‘Good Fences Make Good Neighbors’—Time for Gov. Malloy to Build One

What’s worse than a nosey neighbor who already holds a grudge against you? That same neighbor who gets the local newspaper to bite on a “story” when there isn’t one.

Such is the case in Stamford when Gov. Dannel Malloy’s own personal Gladys Cravitz was for some reason watching the landscaping people at the governor’s Stamford home—the one he doesn’t live in. He lives in the governor’s residence close to the capitol (unlike Gov. Rell, he doesn’t stay home for “reading days”).

Gladys (actually Peggy Cobb) lives just over the hedges from the Malloy home. The governor’s caretaker hired a landscaper who subcontracted part of the work to a tree guy who also works for the city. Said tree guy filled his truck with debris and couldn’t fit his ladder in safely. He called a buddy who was working a mile away for help. The buddy also works for the city and showed up in a city truck. And ladder-gate was born!

Gladys Cravitz

If you follow the hedge trimmings you’ll see this conspiracy leads right back to the governor who likely had to put on hold his economic development work to launch the conspiracy to get the tree guy’s ladder removed in a city truck.

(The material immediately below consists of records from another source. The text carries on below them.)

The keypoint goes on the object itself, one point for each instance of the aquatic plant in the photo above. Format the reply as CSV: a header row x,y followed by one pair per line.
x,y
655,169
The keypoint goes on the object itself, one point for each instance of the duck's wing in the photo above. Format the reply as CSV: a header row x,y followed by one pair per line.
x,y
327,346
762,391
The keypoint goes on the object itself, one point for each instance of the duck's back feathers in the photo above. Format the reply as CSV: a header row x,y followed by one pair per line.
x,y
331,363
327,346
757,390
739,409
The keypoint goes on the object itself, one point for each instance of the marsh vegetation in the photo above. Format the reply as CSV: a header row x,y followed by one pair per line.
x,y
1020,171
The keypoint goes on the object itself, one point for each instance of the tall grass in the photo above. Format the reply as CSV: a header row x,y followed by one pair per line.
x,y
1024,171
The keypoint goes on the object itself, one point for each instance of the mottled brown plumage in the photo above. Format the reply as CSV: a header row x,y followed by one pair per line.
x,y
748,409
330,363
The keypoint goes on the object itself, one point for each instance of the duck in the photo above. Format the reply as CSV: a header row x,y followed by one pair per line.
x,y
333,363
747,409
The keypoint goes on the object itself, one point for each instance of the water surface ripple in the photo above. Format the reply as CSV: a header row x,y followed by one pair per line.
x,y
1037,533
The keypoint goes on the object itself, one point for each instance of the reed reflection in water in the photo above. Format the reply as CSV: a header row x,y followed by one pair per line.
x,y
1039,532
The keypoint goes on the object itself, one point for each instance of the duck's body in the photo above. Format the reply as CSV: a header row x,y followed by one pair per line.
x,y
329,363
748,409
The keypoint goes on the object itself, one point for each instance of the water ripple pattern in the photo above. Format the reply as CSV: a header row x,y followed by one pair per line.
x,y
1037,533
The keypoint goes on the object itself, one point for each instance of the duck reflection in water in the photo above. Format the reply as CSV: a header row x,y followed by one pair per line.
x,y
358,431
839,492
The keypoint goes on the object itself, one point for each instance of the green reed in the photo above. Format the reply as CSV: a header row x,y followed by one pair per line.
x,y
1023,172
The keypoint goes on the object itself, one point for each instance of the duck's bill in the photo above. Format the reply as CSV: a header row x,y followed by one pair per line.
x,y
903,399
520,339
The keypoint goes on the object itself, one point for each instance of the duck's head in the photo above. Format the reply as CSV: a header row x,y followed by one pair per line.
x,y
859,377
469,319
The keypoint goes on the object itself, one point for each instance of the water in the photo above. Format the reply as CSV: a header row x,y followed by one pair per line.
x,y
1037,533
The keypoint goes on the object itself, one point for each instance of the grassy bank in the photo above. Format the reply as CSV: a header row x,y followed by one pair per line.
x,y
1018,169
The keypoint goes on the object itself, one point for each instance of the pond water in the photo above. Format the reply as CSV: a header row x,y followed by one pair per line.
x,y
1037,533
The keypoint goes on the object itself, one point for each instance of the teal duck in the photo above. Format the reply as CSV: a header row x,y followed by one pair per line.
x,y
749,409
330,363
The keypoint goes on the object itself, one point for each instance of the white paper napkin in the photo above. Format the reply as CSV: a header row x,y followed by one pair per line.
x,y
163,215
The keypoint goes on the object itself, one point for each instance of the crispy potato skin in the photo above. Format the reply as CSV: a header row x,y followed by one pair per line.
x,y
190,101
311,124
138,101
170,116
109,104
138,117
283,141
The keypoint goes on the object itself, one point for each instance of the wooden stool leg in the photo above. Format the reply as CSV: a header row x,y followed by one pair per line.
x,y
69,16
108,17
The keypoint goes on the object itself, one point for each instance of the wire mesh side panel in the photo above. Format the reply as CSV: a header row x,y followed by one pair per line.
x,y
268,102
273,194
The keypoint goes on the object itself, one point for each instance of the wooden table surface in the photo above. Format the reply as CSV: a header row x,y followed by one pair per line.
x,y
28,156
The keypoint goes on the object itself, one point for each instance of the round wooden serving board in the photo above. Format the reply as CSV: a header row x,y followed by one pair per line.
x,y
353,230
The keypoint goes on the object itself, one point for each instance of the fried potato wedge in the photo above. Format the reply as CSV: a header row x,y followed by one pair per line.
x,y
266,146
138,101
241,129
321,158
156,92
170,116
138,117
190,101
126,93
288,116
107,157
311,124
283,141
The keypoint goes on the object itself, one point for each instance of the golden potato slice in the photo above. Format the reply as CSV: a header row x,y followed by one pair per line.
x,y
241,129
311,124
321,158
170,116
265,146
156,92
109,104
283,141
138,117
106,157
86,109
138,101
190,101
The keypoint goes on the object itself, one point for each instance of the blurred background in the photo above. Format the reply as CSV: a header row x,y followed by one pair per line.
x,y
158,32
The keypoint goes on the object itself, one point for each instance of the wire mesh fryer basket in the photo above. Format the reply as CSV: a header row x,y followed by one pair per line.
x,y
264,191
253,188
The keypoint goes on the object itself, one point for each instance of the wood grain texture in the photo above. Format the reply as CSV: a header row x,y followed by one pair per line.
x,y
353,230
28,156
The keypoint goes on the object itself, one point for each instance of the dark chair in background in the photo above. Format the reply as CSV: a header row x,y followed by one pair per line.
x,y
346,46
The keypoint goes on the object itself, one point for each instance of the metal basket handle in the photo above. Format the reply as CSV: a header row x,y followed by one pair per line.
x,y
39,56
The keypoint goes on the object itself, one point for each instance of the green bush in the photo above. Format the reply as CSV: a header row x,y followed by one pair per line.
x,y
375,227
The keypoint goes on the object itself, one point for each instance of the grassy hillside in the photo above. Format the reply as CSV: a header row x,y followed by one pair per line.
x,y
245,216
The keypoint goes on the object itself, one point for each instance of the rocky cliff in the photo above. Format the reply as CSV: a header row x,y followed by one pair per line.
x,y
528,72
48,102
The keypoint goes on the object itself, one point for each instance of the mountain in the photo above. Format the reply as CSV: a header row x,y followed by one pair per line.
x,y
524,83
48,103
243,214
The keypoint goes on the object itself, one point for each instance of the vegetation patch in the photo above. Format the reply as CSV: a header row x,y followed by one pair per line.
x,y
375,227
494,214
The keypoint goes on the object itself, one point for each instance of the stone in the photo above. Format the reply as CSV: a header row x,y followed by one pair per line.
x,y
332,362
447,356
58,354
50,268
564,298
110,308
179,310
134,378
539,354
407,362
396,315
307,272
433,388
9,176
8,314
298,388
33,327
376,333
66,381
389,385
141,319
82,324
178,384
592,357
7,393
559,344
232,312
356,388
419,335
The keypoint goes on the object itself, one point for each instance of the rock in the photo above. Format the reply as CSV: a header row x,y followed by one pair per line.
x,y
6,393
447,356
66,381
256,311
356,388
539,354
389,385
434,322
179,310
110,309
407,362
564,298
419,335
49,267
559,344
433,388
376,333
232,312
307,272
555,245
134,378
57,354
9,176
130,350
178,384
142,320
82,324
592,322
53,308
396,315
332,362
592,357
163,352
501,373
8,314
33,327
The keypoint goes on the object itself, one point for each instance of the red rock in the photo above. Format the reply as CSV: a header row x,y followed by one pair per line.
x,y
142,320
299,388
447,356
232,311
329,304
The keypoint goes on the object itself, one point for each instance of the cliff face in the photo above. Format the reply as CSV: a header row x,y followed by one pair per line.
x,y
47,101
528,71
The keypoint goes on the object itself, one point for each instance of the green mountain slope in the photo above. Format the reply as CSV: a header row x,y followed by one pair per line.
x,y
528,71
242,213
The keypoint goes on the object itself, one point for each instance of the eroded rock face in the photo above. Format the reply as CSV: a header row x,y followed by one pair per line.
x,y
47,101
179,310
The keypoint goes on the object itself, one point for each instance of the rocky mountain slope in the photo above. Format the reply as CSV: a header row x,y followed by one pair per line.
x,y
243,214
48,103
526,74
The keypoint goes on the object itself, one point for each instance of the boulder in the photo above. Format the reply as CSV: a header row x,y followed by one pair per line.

The Woodwards and Bernsteins at Hearst Newspapers decided ladder-gate was not only worthy of a front page article, but also rose to the level of quoting Mrs. Cravitz, eh, Cobb, in the headline in the Connecticut Post, ‘Seems like favoritism to me.’ I can see the governor addressing the people of the state now, “The people have got to know whether their governor is an arborist. Well, I’m not an arborist.”

There is another part to the story. It’s seems Mrs. Cobb doesn’t much like the Malloys. Her son-in-law is a Republican state rep. who just recently concluded a fight with the city over legal fees in an ethics complaint against him.

Mr. Cobb, aka Abner Cravitz, saw the whole Landscaping Caper as indicative of a bigger problem. “Citizens have to be on the lookout for any kind of waste, fraud, corruption, nepotism — whatever,” Hearst Newspapers quotes Fred Cobb as saing. “Everyone we meet who works for the city is very nice—but there’s a difference between being nice and having their hand in your pocket. It chips away at your trust.”

Wait ‘til the Cravitzes find out there is a secret lawn-mowing system at Malloy’s house. It will blow the lid off the whole operation.